Teilweise seien diese Straßen so alt, weiß Muttach, dass sie schon wieder saniert gehören. Bevor allerdings Anliegerstraßen repariert werden, stellt die Stadt sie formal fertig und erhebt die einmalig anfallenden Beiträge. Dabei gehe es auch um Gerechtigkeit, weil andernfalls statt der Anlieger der Steuerzahler dafür aufkommen würde, so der OB.

„Wir verstehen, dass Eigentümer, die nach vielen Jahren zur Beitragspflicht herangezogen werden müssen, darüber nicht glücklich sind“, sagt Muttach. Seit vielen Jahren sei es nun gängige Praxis, dass Straßen fertig ausgebaut werden. Die Stadt bietet an, dass vor der Fertigstellung auf Grundlage der Kostenschätzung eine Ablösevereinbarung abgeschlossen wird.
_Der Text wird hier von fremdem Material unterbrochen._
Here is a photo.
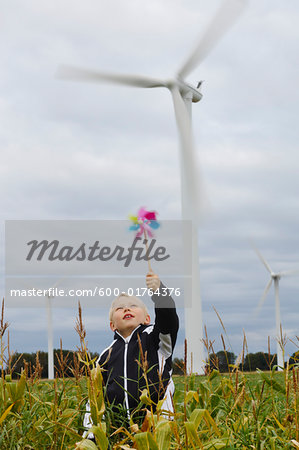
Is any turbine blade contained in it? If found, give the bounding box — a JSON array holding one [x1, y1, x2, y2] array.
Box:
[[278, 269, 299, 277], [251, 243, 273, 274], [256, 277, 272, 315], [56, 66, 166, 88], [171, 85, 200, 224], [178, 0, 248, 78]]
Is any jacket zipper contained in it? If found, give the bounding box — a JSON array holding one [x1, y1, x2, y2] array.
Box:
[[124, 340, 130, 419]]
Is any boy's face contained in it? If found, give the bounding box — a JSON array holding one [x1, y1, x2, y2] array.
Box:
[[110, 297, 150, 338]]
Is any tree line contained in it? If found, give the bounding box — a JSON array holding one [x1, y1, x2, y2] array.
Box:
[[0, 349, 299, 378]]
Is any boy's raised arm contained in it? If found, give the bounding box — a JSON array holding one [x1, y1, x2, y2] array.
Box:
[[146, 272, 179, 338]]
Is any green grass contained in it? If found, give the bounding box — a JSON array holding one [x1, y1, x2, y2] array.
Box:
[[0, 368, 299, 450]]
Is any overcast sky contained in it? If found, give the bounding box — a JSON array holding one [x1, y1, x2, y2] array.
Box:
[[0, 0, 299, 362]]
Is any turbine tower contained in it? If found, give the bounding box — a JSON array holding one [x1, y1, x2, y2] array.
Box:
[[254, 247, 299, 371], [58, 0, 247, 374]]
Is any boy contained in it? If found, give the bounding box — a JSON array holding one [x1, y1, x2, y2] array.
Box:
[[84, 272, 179, 437]]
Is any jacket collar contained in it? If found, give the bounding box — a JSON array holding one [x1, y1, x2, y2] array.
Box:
[[114, 325, 148, 343]]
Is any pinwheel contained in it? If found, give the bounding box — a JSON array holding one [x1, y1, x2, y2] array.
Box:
[[129, 207, 160, 272]]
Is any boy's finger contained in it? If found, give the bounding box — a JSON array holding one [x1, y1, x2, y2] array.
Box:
[[146, 271, 157, 278]]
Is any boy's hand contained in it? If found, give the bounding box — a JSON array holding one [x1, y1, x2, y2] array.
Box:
[[145, 272, 161, 292]]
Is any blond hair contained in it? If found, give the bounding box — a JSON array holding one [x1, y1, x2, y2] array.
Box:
[[109, 292, 148, 322]]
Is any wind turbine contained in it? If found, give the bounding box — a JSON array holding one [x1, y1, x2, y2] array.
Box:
[[24, 281, 60, 380], [58, 0, 247, 374], [254, 247, 299, 370]]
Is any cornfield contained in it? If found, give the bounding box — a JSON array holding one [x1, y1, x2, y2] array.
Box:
[[0, 300, 299, 450]]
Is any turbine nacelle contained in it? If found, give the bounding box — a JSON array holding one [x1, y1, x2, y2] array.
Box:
[[177, 78, 202, 103]]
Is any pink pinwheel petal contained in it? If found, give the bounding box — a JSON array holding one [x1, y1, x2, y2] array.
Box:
[[143, 223, 153, 237], [137, 207, 148, 220], [145, 211, 157, 220]]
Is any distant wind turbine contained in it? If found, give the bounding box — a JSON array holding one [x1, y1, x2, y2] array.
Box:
[[58, 0, 247, 373], [254, 247, 299, 370]]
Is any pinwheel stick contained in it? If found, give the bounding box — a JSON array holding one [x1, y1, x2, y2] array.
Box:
[[143, 229, 153, 272]]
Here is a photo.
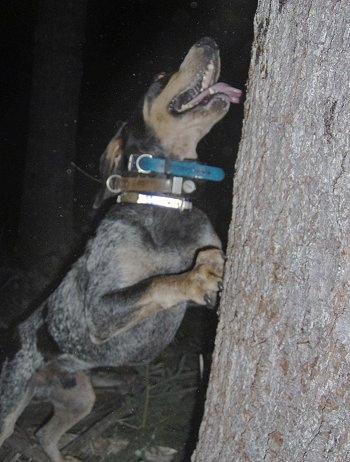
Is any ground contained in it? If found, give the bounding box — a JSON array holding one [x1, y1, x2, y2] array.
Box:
[[0, 308, 215, 462]]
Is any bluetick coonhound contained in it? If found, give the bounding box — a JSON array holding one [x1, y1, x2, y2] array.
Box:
[[0, 38, 241, 462]]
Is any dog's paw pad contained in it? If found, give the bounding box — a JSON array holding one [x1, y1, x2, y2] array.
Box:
[[188, 249, 225, 308]]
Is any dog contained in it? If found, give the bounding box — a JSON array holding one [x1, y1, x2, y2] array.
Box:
[[0, 37, 241, 462]]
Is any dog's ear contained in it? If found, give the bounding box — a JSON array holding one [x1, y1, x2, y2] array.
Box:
[[93, 122, 126, 209]]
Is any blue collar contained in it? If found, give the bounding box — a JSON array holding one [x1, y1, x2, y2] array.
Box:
[[128, 154, 225, 181]]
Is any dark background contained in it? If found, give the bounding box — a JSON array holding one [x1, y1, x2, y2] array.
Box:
[[0, 0, 257, 454]]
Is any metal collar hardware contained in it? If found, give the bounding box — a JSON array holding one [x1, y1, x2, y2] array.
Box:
[[128, 154, 225, 181], [117, 192, 192, 212]]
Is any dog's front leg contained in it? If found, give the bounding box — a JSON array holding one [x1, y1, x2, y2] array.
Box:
[[90, 249, 224, 343]]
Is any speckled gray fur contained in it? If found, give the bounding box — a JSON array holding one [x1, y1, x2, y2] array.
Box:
[[0, 38, 234, 462]]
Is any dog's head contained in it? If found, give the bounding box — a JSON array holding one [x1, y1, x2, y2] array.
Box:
[[95, 37, 241, 207]]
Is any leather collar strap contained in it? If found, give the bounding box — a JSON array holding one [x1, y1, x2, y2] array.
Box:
[[117, 192, 192, 212], [106, 175, 196, 195], [128, 154, 225, 181]]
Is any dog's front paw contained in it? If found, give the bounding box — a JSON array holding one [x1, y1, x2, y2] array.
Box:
[[188, 249, 225, 307]]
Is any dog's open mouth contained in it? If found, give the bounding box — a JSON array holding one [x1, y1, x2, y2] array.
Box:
[[169, 61, 242, 114]]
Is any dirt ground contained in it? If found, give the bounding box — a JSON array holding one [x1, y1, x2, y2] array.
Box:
[[0, 309, 212, 462]]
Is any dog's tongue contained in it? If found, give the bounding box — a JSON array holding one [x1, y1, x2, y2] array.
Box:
[[191, 82, 242, 105]]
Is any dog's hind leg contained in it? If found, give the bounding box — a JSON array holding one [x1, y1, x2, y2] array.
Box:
[[37, 362, 95, 462], [0, 381, 35, 447]]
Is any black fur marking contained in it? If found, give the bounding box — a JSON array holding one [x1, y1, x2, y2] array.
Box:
[[0, 328, 22, 364], [36, 305, 61, 360]]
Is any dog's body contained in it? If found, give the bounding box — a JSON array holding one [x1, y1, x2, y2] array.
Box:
[[0, 38, 240, 462]]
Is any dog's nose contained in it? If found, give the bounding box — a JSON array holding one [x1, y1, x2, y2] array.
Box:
[[196, 37, 218, 49]]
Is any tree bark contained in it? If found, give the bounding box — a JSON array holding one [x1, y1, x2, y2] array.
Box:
[[19, 0, 87, 301], [192, 0, 350, 462]]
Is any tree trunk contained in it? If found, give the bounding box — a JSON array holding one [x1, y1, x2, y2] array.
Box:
[[192, 0, 350, 462], [20, 0, 87, 301]]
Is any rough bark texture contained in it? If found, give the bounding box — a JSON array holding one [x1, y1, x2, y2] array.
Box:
[[192, 0, 350, 462], [20, 0, 87, 306]]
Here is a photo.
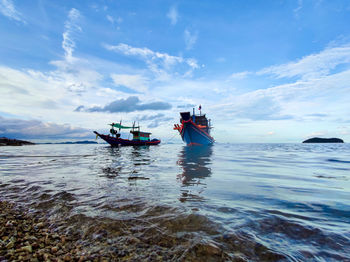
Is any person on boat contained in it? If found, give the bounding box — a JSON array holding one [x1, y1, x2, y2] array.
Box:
[[109, 127, 120, 138]]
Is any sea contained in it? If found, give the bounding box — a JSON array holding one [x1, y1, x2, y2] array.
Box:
[[0, 143, 350, 261]]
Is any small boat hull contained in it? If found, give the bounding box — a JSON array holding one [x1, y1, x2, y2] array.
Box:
[[180, 120, 214, 146], [94, 131, 160, 146]]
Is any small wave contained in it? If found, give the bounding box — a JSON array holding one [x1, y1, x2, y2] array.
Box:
[[327, 158, 350, 164], [0, 155, 95, 158]]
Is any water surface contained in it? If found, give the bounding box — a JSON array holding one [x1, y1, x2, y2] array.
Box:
[[0, 143, 350, 261]]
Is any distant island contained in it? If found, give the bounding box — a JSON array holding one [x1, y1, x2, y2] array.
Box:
[[303, 137, 344, 143], [0, 137, 35, 146]]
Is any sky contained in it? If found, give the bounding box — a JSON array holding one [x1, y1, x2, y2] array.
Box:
[[0, 0, 350, 143]]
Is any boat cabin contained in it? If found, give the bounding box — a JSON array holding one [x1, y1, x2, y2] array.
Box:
[[180, 112, 210, 127], [130, 131, 151, 141]]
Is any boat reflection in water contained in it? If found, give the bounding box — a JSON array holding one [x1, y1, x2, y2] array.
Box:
[[177, 145, 213, 202]]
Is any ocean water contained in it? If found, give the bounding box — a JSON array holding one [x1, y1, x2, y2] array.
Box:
[[0, 143, 350, 261]]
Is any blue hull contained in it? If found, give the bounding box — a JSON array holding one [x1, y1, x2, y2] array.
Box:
[[94, 131, 160, 146], [181, 121, 214, 145]]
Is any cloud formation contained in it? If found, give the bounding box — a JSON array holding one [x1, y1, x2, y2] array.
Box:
[[0, 0, 26, 24], [0, 116, 92, 139], [257, 44, 350, 80], [111, 74, 147, 92], [62, 8, 82, 61], [167, 6, 178, 25], [75, 96, 171, 113], [103, 43, 199, 76], [184, 29, 198, 50]]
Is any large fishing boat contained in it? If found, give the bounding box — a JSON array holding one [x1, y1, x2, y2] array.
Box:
[[174, 106, 214, 146], [94, 122, 160, 146]]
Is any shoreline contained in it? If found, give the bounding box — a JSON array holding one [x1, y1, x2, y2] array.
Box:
[[0, 199, 234, 262], [0, 200, 112, 262]]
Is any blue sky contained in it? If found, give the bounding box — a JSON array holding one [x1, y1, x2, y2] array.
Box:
[[0, 0, 350, 142]]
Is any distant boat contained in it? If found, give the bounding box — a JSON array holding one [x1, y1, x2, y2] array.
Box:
[[94, 123, 160, 146], [174, 106, 214, 146]]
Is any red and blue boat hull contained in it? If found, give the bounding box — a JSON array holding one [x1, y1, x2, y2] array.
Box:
[[94, 131, 160, 146], [179, 120, 214, 146]]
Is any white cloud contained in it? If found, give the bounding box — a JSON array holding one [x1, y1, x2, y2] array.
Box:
[[106, 15, 123, 25], [103, 43, 199, 76], [257, 44, 350, 79], [62, 8, 82, 61], [0, 0, 26, 24], [111, 74, 147, 92], [230, 71, 251, 79], [184, 29, 198, 50], [167, 6, 178, 25], [0, 116, 92, 139], [293, 0, 303, 18]]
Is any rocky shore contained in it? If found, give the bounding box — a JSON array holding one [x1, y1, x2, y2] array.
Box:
[[0, 201, 110, 262], [0, 200, 238, 262], [0, 137, 35, 146]]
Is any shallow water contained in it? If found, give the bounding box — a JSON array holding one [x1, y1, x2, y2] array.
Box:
[[0, 143, 350, 261]]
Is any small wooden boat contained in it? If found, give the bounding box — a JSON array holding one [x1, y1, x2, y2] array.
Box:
[[94, 123, 160, 146], [174, 106, 214, 146]]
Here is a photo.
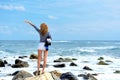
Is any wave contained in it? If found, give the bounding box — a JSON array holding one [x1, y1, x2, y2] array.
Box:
[[71, 46, 118, 53]]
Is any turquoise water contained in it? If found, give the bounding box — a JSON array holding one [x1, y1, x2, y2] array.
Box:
[[0, 40, 120, 57], [0, 40, 120, 80]]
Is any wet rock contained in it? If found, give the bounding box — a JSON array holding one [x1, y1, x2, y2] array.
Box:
[[30, 54, 38, 59], [12, 59, 29, 68], [33, 71, 42, 76], [4, 60, 8, 64], [78, 73, 97, 80], [18, 56, 27, 59], [97, 61, 109, 65], [105, 60, 112, 63], [70, 62, 77, 66], [50, 70, 61, 80], [72, 58, 77, 60], [54, 58, 72, 62], [60, 72, 78, 80], [98, 57, 104, 60], [12, 70, 33, 80], [53, 64, 65, 68], [50, 70, 62, 77], [0, 59, 5, 67], [83, 66, 92, 71], [11, 71, 19, 76], [82, 61, 89, 63]]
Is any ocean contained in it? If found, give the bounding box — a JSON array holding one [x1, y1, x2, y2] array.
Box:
[[0, 40, 120, 80]]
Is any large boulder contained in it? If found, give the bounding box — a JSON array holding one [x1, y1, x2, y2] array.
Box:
[[12, 70, 33, 80], [97, 61, 109, 65], [12, 59, 29, 68], [70, 62, 77, 66], [0, 59, 5, 67], [24, 72, 54, 80], [54, 58, 72, 62], [30, 54, 38, 59]]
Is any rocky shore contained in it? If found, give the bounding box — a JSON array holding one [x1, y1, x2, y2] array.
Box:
[[0, 54, 120, 80]]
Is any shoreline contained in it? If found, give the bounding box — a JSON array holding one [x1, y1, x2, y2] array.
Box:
[[0, 56, 120, 80]]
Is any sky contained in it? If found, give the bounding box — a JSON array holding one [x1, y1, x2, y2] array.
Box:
[[0, 0, 120, 40]]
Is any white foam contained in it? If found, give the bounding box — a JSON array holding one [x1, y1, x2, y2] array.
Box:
[[0, 55, 120, 80]]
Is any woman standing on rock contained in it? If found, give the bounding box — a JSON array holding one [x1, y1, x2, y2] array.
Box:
[[25, 20, 51, 75]]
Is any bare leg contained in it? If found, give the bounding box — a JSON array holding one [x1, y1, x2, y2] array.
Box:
[[37, 50, 42, 71], [42, 51, 48, 73]]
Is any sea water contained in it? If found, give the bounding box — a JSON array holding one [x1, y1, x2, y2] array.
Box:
[[0, 40, 120, 80]]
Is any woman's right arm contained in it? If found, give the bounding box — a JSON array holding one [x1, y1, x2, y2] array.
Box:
[[25, 20, 39, 31]]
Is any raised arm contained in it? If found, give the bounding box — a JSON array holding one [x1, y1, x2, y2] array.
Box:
[[24, 20, 39, 32]]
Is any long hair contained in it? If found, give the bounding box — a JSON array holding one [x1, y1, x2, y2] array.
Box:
[[40, 23, 48, 36]]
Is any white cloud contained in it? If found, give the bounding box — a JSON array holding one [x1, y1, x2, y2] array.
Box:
[[0, 26, 19, 35], [0, 26, 12, 34], [0, 5, 25, 11], [48, 15, 57, 19]]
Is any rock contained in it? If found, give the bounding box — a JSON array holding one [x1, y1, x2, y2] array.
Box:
[[87, 74, 97, 80], [54, 58, 64, 62], [11, 71, 19, 76], [40, 64, 49, 68], [105, 60, 112, 63], [98, 57, 104, 60], [53, 64, 65, 68], [114, 70, 120, 74], [24, 72, 54, 80], [51, 72, 61, 80], [33, 71, 42, 76], [50, 70, 62, 77], [30, 54, 38, 59], [12, 70, 33, 80], [18, 56, 27, 59], [12, 59, 29, 68], [60, 72, 78, 80], [72, 58, 77, 60], [0, 59, 5, 67], [4, 60, 8, 64], [15, 59, 23, 64], [63, 58, 72, 62], [70, 62, 77, 66], [82, 61, 89, 63], [7, 64, 11, 66], [97, 61, 109, 65], [83, 66, 92, 71], [78, 73, 97, 80]]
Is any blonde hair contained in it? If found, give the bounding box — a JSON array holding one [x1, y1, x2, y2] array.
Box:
[[40, 23, 48, 36]]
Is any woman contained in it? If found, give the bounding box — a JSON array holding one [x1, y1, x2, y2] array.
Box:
[[25, 20, 51, 75]]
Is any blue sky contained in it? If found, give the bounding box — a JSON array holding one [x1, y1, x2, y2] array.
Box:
[[0, 0, 120, 40]]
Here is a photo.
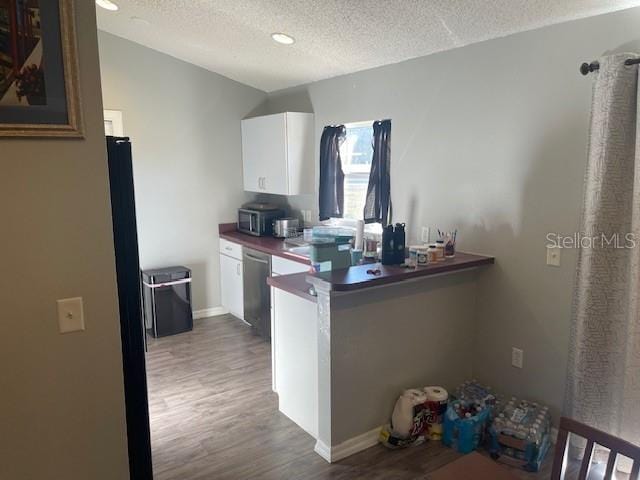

Insbesondere bei Neubaugebieten könne der Bauherr dann die abgelösten Beiträge in seine Baufinanzierung einfließen lassen.

Stichwort

Projekt Pappelstraße

Wie Georg Straub, Fachgebietsleiter Tiefbau, dem Bauausschuss am Montag erklärte, ist das anspruchsvolle Projekt Pappelstraße eine millionenschwere Investition in die Sicherheit der Trinkwasserversorgung der Stadt. Drei Hauptleitungen werden in einer Trasse von der Allerheiligenstraße bis zur Acher und weiter bis zur L 87 verlegt. Dieses bis 2022 angelegte Projekt genieße oberste Priorität. Begonnen hatte es 2018 mit Arbeiten in der Pappelallee.
Im Zuge der Maßnahmen ab 2020 werden in der Pappelstraße auch alle Grundstücksanschlüsse und weitere Leitungen erneuert. Nach diesen Tiefbauarbeiten wird die Pappelstraße endausgebaut, samt Gehweg und einem Zebrastreifen über die Allerheiligenstraße. Auf die Anwohner werden Erschließungsbeiträge entfallen.hei

Info

Diese 30 Straßen sind betroffen

In den folgenden 30 Straßen wurden bisher noch keine Anliegerbeiträge erhoben. Eine Beitragserhebung steht dann zur Diskussion, wenn die Straße reparaturbedürftig ist und bei der Sanierung endgültig hergestellt wird:

Achern (8): Am Acherrain, Am Bölgen, Bezirksamtstraße, Franz-John-Straße, Hochsträßel, Karl-Bold-Straße, Morezstraße, Pappelstraße; Fautenbach (6): Hansjakobstraße, Im Grasgarten, Im Holzbosch, Kohlenweg, Mühlenstraße, Raiffeisenstraße; Gamshurst (1): Am Risisee; Mösbach (1): Kappelgasse; Oberachern (3): Bölgenweg, Güterstraße, Weiße Gasse; Önsbach (2): Bronnmattstraße, Gewerbestraße; Sasbachried (1): Fasanenweg; Wagshurst (8): Am Waldeck, Buschweg, Jägerweg, Langmatt, Pater-Ell-Weg, Schmiedgasse, St.-Johannes-Straße, Wagnerstraße.